三本目の手羽先
叶谷修一は、チームのジャージを鞄の底へ押し込んでいた。
社会人フットサルの地域リーグで七年。半年前に膝を痛め、復帰戦でまた同じ場所を壊した。医師から競技を続けるなら手術が必要だと言われ、会社からは来月の大阪転勤を打診された。修一は転勤を受け、チームへは退団届をメールで送った。
明日の朝が最後の練習だが、行かないつもりだった。ジャージは宅配便で代表者へ返せばいい。動けない自分をコート脇に置くのも、仲間に気を遣わせるのも嫌だった。
引っ越せばこの店にも来られない。客は修一一人。手羽先の塩焼きを三本頼んだ。
網の上で皮の脂がぱちぱち弾け、粗挽き胡椒の香りが煙に混じる。焼けた手羽先は指で持てないほど熱く、皮を破ると透明な肉汁と白い湯気が出た。
「箸、使います?」
「手で食え」
店主は布巾を一枚置いた。
一本目はきれいに骨だけ残せた。二本目は肉が関節に残った。三本目は胡椒が多く、修一はむせた。
ずっと、最後くらい格好よく退くべきだと思っていた。迷惑をかけず、未練を見せず、次の場所へ行く。それが大人のやり方だと。
修一は代表者へのメールを開き、「明日の練習、見学に行く。ジャージは手渡しする」と送った。送別会は要らないとも書いたが、最後のボール拾いならできる。

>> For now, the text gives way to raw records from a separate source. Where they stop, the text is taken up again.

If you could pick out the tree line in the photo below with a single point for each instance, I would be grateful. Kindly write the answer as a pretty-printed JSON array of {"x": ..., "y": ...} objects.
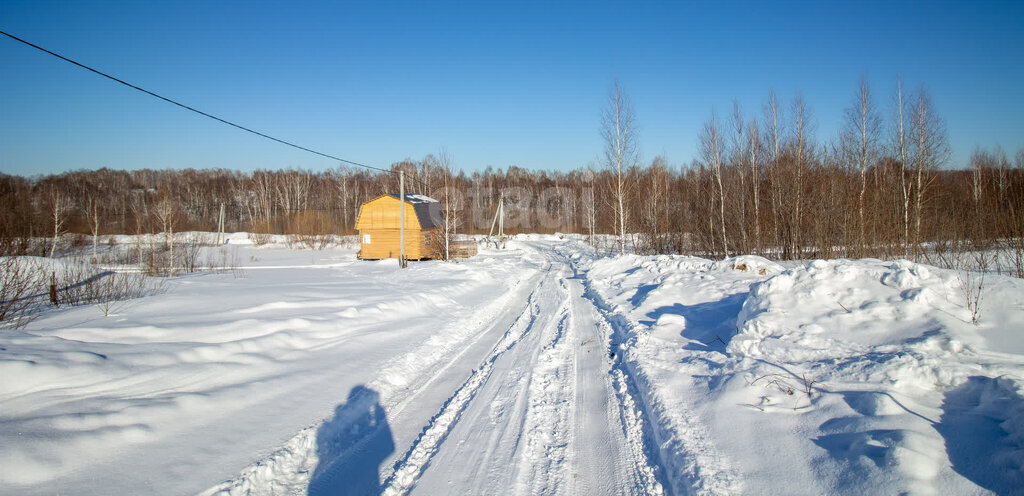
[{"x": 762, "y": 183}]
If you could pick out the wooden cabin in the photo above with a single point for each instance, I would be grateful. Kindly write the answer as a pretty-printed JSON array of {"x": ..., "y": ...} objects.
[{"x": 378, "y": 225}]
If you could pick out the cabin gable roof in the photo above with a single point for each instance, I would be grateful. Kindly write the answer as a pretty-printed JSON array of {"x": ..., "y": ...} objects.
[{"x": 428, "y": 210}]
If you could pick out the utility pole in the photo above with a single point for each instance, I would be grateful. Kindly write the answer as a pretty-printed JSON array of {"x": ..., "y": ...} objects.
[
  {"x": 500, "y": 220},
  {"x": 220, "y": 225},
  {"x": 401, "y": 218}
]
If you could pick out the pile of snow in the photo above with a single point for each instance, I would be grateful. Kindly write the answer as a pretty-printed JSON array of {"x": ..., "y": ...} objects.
[
  {"x": 839, "y": 376},
  {"x": 176, "y": 393}
]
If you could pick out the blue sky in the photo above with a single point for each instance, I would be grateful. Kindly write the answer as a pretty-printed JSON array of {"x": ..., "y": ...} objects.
[{"x": 495, "y": 83}]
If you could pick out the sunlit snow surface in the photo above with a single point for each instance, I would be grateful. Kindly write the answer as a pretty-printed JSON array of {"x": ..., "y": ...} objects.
[{"x": 539, "y": 369}]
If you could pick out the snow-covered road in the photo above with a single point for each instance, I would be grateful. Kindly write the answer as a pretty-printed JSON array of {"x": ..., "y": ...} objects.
[
  {"x": 542, "y": 415},
  {"x": 541, "y": 369},
  {"x": 543, "y": 409}
]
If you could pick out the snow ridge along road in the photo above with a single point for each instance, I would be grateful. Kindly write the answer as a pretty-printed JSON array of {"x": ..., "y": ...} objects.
[
  {"x": 547, "y": 408},
  {"x": 542, "y": 415}
]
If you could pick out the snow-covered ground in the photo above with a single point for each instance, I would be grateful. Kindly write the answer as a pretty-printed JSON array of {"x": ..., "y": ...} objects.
[{"x": 540, "y": 369}]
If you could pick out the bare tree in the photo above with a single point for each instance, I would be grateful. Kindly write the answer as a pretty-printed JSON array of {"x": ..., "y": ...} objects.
[
  {"x": 621, "y": 151},
  {"x": 931, "y": 152},
  {"x": 899, "y": 143},
  {"x": 859, "y": 140},
  {"x": 94, "y": 224},
  {"x": 711, "y": 153},
  {"x": 444, "y": 163},
  {"x": 166, "y": 212},
  {"x": 738, "y": 156},
  {"x": 754, "y": 150},
  {"x": 58, "y": 205},
  {"x": 773, "y": 132}
]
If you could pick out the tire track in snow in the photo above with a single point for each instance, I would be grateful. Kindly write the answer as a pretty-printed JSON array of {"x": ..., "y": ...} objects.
[
  {"x": 686, "y": 462},
  {"x": 288, "y": 469},
  {"x": 411, "y": 466},
  {"x": 543, "y": 467}
]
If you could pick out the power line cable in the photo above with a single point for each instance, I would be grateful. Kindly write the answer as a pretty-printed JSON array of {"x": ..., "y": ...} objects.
[{"x": 87, "y": 68}]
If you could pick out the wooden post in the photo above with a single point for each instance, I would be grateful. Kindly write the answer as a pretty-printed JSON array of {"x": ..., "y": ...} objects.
[
  {"x": 53, "y": 289},
  {"x": 401, "y": 218}
]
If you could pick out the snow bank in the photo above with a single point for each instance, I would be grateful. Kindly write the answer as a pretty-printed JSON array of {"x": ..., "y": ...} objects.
[{"x": 839, "y": 377}]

膝が治るか、転勤先で何を始めるかは決まっていない。仲間の前で泣かない自信もない。それでも、箱に詰めた服だけを自分の代わりにはしない。
チームには、修一が復帰するまで背番号を空けておくと言う後輩がいる。その善意が重くて、退団届には怪我のことを二行しか書かなかった。明日の練習では、背番号を次の選手へ渡してほしいと自分から言う。空けておく約束より、使われる番号を見送るほうが痛いだろう。それでも、戻れない可能性を隠したまま仲間の時間まで止めたくはなかった。履き潰したシューズも、自分で持っていく。
三本目の骨を皿へ置く。指先には脂と胡椒の熱が残り、布巾で拭いても、香ばしい匂いだけは消えなかった。